I have been going to Mayo since September 2009 for my thyca issues. I mainly went because I was getting second opinions about whether or no to have external beam radiation (EBR) to my neck since my tumor had been adhered to my trachea and RAI has a hard time infiltrating cartilage. It's very rare for a thyroid cancer patient to need EBR. I ended up getting my six weeks of treatments done with Dr. Foote. I also need chemo now and see a great doctor there named Keith Bible. He is advising my local oncologist and has been involved in a few thyca trials at Mayo.

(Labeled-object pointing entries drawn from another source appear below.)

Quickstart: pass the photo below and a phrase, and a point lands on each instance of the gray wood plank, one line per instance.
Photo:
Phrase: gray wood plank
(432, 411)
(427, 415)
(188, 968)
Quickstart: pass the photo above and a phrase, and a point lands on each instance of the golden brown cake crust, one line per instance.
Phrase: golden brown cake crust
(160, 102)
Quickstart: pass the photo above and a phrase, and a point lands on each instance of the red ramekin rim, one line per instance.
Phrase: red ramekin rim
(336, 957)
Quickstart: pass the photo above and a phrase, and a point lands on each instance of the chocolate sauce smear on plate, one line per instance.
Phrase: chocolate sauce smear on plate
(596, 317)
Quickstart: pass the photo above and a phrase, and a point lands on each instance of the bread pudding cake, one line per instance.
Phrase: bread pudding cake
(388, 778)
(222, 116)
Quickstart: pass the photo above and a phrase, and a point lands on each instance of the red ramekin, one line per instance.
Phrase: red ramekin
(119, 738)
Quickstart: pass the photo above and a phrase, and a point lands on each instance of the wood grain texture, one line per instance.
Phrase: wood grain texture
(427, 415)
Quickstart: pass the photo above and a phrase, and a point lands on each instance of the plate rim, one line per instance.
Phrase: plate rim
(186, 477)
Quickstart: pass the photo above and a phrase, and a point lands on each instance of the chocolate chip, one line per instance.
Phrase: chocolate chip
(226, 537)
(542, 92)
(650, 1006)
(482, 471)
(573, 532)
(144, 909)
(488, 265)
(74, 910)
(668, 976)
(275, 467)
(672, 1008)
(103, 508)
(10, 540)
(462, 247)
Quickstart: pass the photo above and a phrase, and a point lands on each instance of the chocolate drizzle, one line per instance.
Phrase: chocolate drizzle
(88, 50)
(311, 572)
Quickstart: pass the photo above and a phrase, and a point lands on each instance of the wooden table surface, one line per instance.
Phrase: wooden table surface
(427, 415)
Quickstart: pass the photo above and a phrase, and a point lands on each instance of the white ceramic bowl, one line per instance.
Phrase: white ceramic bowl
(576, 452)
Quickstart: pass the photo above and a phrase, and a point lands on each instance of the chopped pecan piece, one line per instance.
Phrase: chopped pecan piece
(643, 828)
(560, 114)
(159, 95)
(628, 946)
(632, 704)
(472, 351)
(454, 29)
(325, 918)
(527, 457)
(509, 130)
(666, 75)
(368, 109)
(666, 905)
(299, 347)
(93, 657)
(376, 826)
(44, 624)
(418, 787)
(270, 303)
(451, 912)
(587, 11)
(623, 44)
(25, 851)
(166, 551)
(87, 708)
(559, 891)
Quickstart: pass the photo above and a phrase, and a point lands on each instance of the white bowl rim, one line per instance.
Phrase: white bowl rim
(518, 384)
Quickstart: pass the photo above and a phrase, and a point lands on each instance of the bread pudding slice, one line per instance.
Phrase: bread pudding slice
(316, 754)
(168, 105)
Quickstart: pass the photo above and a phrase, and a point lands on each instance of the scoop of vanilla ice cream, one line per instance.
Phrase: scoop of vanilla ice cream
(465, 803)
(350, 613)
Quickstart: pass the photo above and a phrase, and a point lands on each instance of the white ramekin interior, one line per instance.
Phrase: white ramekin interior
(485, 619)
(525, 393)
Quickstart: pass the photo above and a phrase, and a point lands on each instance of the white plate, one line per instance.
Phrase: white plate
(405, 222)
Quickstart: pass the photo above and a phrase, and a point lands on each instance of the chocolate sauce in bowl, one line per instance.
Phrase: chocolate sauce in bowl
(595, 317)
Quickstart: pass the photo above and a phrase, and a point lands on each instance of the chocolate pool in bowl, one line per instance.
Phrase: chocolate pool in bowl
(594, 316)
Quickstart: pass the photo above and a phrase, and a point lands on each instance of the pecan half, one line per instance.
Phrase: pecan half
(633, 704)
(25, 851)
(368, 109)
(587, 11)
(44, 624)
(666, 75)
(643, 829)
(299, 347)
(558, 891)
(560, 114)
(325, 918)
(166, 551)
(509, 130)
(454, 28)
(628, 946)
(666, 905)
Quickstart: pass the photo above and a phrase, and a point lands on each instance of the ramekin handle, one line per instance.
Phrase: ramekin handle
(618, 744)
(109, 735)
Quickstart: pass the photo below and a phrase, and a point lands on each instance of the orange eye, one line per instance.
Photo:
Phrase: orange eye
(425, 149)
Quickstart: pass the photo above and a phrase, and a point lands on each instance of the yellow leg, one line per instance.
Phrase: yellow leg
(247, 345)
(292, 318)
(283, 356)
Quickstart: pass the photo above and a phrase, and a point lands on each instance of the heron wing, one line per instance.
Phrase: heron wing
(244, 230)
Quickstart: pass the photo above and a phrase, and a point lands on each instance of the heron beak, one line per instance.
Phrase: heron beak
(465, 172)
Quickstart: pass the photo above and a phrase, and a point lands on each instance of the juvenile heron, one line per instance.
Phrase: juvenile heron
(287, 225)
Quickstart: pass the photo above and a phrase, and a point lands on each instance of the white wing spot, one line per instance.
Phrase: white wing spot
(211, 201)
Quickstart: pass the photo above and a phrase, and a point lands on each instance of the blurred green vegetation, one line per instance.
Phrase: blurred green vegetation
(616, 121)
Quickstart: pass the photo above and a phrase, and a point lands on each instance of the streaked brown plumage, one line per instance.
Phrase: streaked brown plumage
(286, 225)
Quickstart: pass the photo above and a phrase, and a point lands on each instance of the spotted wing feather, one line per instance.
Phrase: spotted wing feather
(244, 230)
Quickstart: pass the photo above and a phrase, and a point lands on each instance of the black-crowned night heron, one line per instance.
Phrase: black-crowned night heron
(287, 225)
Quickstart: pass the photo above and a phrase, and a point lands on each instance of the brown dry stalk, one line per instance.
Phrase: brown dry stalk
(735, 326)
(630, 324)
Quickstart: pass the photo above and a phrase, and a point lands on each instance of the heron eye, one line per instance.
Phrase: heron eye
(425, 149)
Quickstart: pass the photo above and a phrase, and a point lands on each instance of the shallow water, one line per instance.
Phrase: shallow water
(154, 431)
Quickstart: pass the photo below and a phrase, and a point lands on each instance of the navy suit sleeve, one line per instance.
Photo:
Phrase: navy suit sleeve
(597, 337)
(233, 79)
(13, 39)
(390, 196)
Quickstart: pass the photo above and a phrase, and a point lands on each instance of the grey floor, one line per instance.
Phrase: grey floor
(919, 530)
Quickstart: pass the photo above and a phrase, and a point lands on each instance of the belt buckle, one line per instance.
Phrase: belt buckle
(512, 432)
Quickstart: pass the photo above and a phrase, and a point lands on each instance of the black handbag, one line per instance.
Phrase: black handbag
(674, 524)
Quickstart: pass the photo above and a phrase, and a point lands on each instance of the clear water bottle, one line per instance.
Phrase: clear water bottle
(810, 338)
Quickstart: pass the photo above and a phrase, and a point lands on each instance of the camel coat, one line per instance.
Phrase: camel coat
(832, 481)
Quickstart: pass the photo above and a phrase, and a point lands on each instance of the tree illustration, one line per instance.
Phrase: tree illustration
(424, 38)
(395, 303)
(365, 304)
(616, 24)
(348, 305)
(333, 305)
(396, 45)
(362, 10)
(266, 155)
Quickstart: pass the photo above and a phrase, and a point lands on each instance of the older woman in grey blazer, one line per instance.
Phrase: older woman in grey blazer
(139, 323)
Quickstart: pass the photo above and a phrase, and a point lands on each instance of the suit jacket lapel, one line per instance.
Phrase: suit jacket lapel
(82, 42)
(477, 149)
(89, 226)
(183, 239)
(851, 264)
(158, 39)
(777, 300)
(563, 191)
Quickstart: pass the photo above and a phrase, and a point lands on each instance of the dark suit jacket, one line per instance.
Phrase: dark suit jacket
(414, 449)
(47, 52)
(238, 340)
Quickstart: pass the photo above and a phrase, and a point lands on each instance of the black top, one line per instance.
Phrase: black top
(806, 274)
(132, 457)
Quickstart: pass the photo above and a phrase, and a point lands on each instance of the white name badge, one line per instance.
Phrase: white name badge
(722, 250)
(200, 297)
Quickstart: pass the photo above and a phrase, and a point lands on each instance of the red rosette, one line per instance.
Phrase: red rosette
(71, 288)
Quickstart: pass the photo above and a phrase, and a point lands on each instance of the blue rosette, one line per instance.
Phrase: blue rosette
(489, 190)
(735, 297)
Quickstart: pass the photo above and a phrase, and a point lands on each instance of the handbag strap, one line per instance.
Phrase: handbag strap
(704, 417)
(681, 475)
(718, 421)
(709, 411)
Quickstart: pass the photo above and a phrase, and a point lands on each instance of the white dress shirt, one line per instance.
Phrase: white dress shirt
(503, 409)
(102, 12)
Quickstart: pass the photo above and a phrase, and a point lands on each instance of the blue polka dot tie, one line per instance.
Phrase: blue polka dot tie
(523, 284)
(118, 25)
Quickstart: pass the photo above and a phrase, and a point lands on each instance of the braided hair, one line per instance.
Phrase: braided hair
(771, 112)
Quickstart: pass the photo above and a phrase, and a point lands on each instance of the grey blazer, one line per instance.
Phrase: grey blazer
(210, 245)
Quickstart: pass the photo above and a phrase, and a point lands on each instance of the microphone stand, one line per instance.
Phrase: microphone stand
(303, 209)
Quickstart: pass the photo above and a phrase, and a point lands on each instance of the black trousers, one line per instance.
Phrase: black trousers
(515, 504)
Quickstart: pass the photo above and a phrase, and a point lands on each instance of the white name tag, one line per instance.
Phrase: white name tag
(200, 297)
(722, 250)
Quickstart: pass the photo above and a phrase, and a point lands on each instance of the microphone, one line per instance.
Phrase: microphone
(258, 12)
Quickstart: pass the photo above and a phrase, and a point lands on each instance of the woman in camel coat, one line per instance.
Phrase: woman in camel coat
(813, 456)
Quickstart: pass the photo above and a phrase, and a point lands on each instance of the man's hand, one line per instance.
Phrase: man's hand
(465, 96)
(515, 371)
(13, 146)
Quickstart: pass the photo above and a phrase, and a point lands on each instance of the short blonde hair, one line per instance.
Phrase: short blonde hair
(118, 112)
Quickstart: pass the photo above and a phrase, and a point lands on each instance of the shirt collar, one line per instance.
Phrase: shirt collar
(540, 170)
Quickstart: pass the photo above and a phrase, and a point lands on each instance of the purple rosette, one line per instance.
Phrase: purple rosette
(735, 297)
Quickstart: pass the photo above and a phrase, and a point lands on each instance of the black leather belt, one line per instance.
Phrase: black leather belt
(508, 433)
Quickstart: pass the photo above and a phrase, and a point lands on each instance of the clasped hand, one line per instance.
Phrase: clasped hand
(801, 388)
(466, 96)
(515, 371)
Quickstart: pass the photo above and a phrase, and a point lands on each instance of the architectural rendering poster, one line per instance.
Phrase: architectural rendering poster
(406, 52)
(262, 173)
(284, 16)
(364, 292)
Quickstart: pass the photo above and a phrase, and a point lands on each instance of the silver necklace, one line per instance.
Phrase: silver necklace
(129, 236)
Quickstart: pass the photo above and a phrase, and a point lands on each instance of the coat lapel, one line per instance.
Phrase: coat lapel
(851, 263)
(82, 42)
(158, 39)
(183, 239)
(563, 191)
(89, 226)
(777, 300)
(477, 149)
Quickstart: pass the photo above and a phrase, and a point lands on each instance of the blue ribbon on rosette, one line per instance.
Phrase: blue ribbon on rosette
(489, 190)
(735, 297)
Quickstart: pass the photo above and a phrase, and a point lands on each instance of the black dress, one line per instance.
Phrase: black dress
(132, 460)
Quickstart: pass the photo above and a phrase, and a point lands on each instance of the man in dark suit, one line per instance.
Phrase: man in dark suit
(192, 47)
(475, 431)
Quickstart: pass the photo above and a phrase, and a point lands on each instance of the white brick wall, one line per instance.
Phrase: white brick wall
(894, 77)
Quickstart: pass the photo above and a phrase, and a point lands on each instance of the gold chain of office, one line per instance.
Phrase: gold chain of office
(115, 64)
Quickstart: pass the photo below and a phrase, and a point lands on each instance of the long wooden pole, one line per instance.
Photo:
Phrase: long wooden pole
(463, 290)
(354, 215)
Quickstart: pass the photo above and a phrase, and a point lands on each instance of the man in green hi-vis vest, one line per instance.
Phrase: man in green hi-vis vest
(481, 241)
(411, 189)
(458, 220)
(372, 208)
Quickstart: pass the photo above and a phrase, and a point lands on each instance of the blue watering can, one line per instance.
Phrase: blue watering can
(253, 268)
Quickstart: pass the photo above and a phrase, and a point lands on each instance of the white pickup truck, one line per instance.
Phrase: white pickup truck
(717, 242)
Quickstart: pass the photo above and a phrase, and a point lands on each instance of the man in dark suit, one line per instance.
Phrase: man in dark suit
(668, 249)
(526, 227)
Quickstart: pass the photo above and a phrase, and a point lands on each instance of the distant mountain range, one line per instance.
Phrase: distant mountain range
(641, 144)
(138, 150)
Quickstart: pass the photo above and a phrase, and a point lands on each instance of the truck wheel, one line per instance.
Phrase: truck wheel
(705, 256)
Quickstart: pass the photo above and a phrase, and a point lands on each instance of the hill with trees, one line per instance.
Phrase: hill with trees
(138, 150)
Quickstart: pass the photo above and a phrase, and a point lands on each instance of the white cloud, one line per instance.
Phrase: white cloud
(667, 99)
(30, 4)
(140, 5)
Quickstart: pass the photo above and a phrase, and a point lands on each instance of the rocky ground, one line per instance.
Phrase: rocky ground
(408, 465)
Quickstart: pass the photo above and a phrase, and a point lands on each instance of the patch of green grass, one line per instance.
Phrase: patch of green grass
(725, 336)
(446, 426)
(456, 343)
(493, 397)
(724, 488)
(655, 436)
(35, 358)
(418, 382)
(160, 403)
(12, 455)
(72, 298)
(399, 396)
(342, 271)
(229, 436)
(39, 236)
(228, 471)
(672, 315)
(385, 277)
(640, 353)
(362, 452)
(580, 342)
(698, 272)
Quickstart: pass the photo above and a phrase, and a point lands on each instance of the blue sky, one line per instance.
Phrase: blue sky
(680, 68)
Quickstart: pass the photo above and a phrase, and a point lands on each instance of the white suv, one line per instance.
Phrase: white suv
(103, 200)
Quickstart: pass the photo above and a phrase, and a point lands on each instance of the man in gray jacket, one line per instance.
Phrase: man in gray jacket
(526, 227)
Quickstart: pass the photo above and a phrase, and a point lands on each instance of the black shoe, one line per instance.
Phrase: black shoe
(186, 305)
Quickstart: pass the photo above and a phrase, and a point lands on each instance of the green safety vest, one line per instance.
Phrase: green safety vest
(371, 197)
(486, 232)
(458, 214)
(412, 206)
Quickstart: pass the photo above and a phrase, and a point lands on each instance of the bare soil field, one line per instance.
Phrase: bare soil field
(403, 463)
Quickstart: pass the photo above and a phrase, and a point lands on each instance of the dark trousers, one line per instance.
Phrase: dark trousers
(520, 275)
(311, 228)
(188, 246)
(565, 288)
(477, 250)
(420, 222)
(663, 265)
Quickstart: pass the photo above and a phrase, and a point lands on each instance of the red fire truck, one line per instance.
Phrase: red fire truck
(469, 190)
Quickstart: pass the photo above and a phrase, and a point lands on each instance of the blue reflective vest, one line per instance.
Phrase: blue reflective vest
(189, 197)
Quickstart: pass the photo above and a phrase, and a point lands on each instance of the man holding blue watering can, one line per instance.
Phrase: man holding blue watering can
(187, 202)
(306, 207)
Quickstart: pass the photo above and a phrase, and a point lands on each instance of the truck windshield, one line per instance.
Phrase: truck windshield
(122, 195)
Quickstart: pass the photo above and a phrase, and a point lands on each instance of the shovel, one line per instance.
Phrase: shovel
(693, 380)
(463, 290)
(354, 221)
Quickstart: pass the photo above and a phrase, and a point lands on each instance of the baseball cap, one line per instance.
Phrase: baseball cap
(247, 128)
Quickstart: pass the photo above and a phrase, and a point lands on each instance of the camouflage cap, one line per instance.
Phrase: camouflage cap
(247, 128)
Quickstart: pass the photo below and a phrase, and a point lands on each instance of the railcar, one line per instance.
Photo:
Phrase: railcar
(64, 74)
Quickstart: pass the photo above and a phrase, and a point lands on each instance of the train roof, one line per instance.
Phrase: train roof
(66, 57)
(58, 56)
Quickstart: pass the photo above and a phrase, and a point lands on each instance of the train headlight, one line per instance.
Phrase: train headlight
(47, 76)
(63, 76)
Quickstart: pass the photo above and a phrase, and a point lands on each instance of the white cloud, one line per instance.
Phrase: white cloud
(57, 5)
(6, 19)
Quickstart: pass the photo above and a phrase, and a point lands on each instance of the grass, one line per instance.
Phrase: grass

Chemo usage for thyroid cancer is a very new field - and most thyroid cancer patients won't ever need chemo unless they become iodine resistant, which I have.
I've seen about three of their endocrinologists (Bahn, Gharib and Morris) though I believe that Hay and McIver are more known for the thyroid cancer aspect.
The place is huge but they do an excellent job of making you not feel so much like a number (though you do get a number). If you do decide to go, note that it's far less expensive to fly into Minneapolis and take a shuttle van to Rochester than it is to fly directly into and out of Rochester.
Do you know if this Mayo clinic will do anytime of online consult? I'm at a point in seeking treatment for reoccurrencs and kind of want second/third opinions. Problem is I live overseas, so flying over for a visit isnt feasable.
Can you recommend the best doctors to contact there?
I live in Alaska so I felt pretty far from MN, too. In my case, I was asking about external beam radiation so I contacted that department - via their online appointment request portal, I believe. The department's patient coordinator sent my questions (with some background medical information I'd provided - medical records/history) to a doc that specializes in head and neck cancers and he actually provided a response to the coordinator via email which was forwarded to me. It was a recommendation based on the background into. I followed up with an in-person consult - well consults in the plural really, because they had me see someone in endocrinology as well. They can't really do a true consult without seeing you, I think, but I am not totally sure about that.
They have a lot of international patients. I met a guy there who had come from the middle east for treatment. Mayo must be set up to help with initial contacts/consults at a distance. You may want to just start with the endocrinology department and contact them to find out how if might work.
I think Dr. ian Hay is a biggie in thyca treatment and research there. (I have not seen him though. My endo there is John Morris).
Best to you! wish i could be of more help.
You have been a great help - thanks. I will make some enquires tomorrow.
If the problem is money, you can ask the American Cancer Society to help you with flight fare and hotel accommodations. This is one of the reasons we Relay For Life. These funds go toward helping cancer patients that need to get to their destinations for the best help. It couldn't hurt to inquire.
I was diagnosed in 2002 and have been seeing Dr. Vahab Fatourechi, Dept. of Endocrinology, for approximately the past five years. I HIGHLY recommend this doctor and institution! After four surgeries and two (150 mc each) doses of I-131, I recently underwent alcohol ablation (with good results) for persistent recurrence. In MN where I reside, Mayo was and is the only site where this procedure is performed. I am humbled every time I return and only wish everyone could have the opportunity to be treated here.
HiMarin. I had my surgery at the Mayo (Rochester) in 2006. I drove up there again just last week. I too HIGHLY recommend the Mayo Clinic. My experience has been very good...ALL the drs are very professional, kind, considerate and take the time to answer all of your questions AND address your concerns. All of which I am not accustomed to here in my home state.